There are of course the occasional happenings on the troupe to reach and face the troglodytes, who neither speak but grunt and survive by living on human flesh. Why such a batch of grotesquely and feral missing-links have not been tracked down and put into a P.T Barnham circus is beyond even a hiccup of the imagination.
But there are saving graces to this piece of celluloid. Old Man Chicory (Richard Jenkins) plays an absolute blinder, at times the eejit of stereotype at other a doctor, a dumb with a gun and best of all, an all-round optimist. His humanity and humour at times rescue a crippling behemoth of a movie trying to eat too much of its cherry and cake.
Thankfully there are also some nice expositions of character as the four ride and limp their way to the Trogs. Brooder (Mathew Fox), the white-suited sharp-shooter, reveals a secret along the way. O’Dwyre suffers with about to turn septic wounds, Hunt, well that’s where Russell excels; he’s brooding, sarcastic, philosophical and somehow pure in the purest sense.

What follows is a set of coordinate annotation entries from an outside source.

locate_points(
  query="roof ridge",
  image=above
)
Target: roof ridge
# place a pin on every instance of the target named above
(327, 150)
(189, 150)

Well, I’ve just ranted for a few minutes, but the main aim of this review is to go and trust me to see if I’m right? You might love it and find my review irrelevant.
I’ve watched this movie twice and found it a bore touching on too many platitudes to even believe someone and others and many backers believed in this adventure. Too many ideas and cooks spoil the broth. If you’re gonna try to twin-pack genres have a bit of awareness of the IQ of the audience.